Kademeli olarak taşmalar yapacak biçimde, aşırtmalı olarak yan yana ve üst üste gelen, üç boyutlu görünüm veren bir geçiş ve dolgu öğesi. Petek biçimi bir görüntü ile yarım kubbelerin içini dolgulayan İslam sanatı öğesi. (Sarkıtlı olanlarına istalaktit denilir). (Yakut Türkçesinde çıkıntı, burun) düşey bir yüzeyden, üzerinde bulunan daha taşkın bir yüzeye geçmek ve ona bindirmelik görevi yapmak için taş veya tuğladan küçük prizmalar şeklinde, birbiri üzerine oturan bindirmeliklere verilen ad, istelaktit.

Sinan çağında bunlara tekil olarak mukarnas, çoğul olarak da mukarnesat denirdi. Mukarnasın çeşitli bölümlerine asaba, pah, badem, peş, kanat, yırtmaç, diş, püskül gibi adlar verilmiştir.

EN SEÇKİN ÖRNEKLER


12. yüzyılda Mısır’da, Halep’de ve Anadolu’da karşımıza çıkan teknik, Mısır’da Türk ve Çerkez Memlûkleri zamanlarında gelişme gösterir. Özellikle fildişi ve sedef şeritlerin yerleştirildiği ince işçilik bu dönemlerde göze çarpar. Fatımi döneminden Kahire’deki Seyyide Nefise Türbesi’nin ve Seyyide Rukiyye Türbesi’nin mihraplarında, Salih Talayi Camii’nin kapısında, Eyyubi döneminden yine Kahire’deki İmam-ı Şafii Türbesi’nin sandukasında, Melik Salih Necmeddin Eyyub Türbesi’nin kapısında ve İbn Tolun Camii’nin minberinde, Memlûk döneminden Kahire Kayıtbay Camii’nin minberinde kündekâri, Anadolu dışındaki en seçkin örnekleriyle karşımıza çıkar. Anadolu’da, Anadolu Selçuklu dönemindeki en erken örnek ise Konya Alaaddin Camii’nin minberidir.

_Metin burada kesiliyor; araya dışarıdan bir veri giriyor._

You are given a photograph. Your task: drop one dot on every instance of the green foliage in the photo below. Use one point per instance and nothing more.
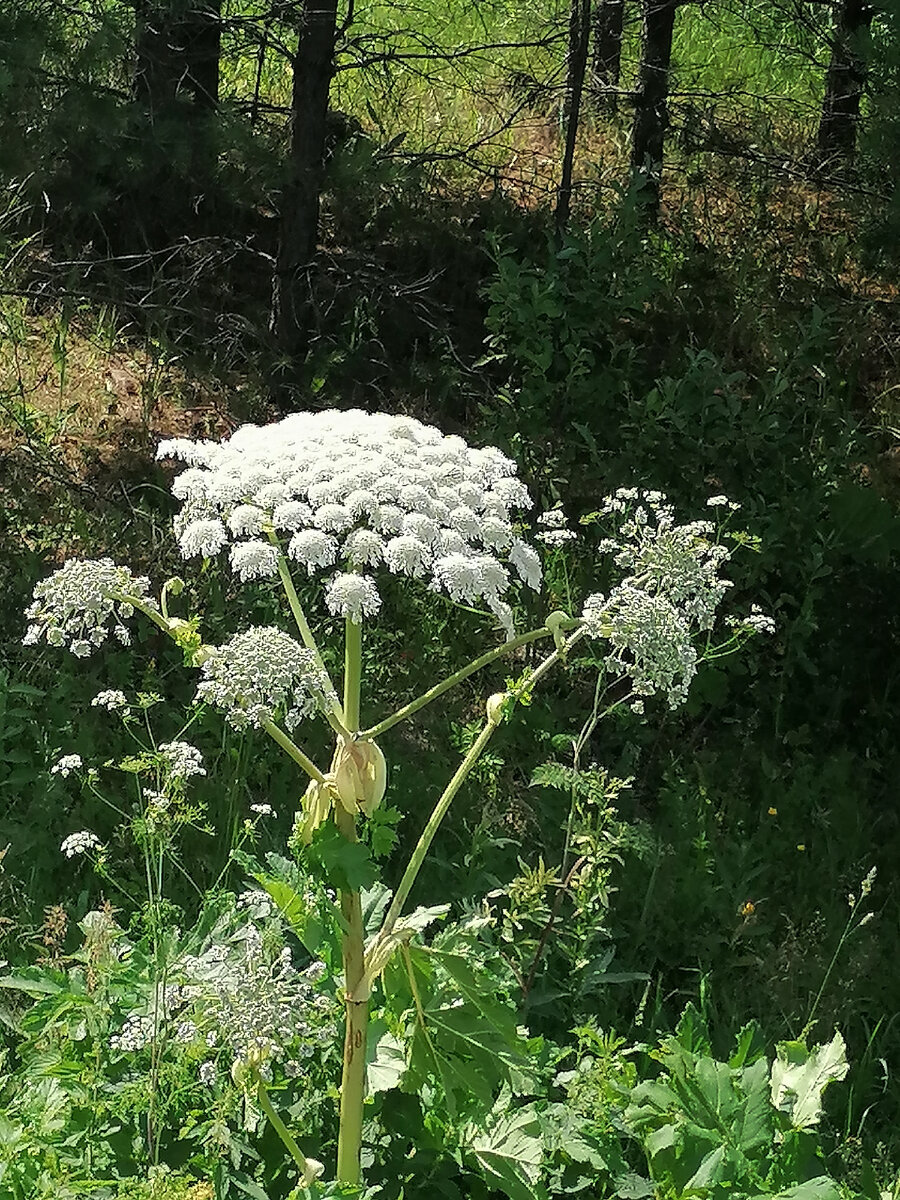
(737, 1128)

Beyşehir Eşrefoğlu Camii’nin, Niğde Sungurbey Camii’nin, Ürgüp’teki Taşkın Paşa Camii’nin, Birgi Ulu Camii’nin, Manisa Ulu Camii’nin, Bursa Ulu Camii’nin, Balıkesir Zağanos Paşa Camii’nin minberlerinde; Bursa Yeşil Cami ve Türbesi’nin kapısında Anadolu’nun eşsiz kündekâri örnekleri bulunur.

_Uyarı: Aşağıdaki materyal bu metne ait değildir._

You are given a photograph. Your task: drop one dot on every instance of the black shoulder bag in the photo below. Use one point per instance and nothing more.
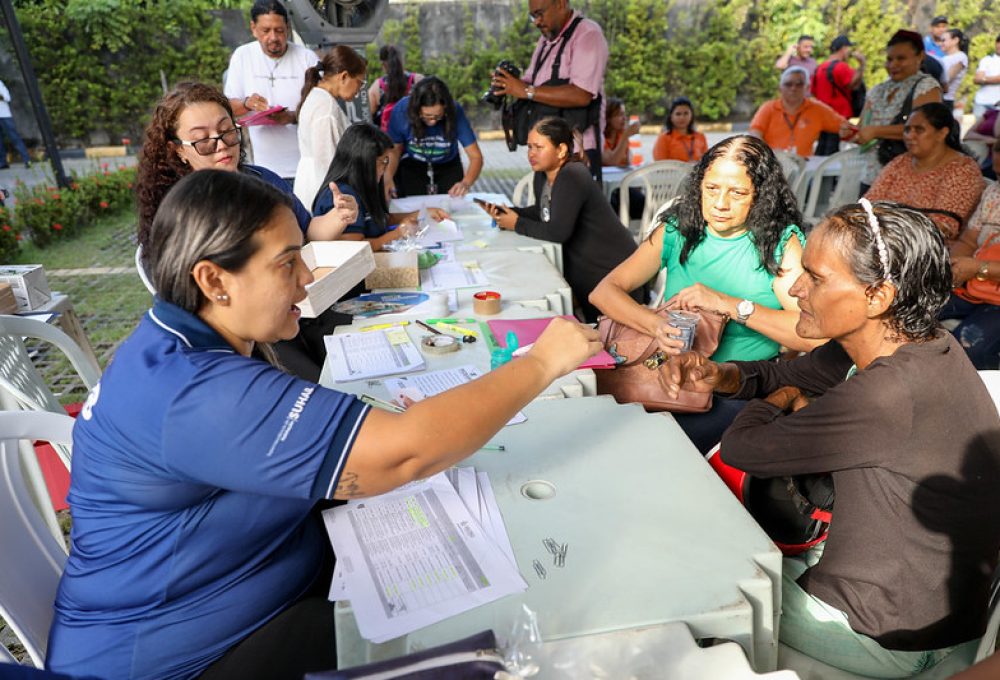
(522, 115)
(890, 148)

Zıvanalar deliklere ve tablalar kiriş sitemi ile birbirine oturur, binlerce parçayı sadece iki dış seren ayakta tutar, bu yetmezmiş gibi, üzerine Ebced hesabıyla tarih ve isim bile düşürülür. İşte böyle derin manalar eşliğinde derin bir el maharetidir kündekâri, sabırla nakşedilir.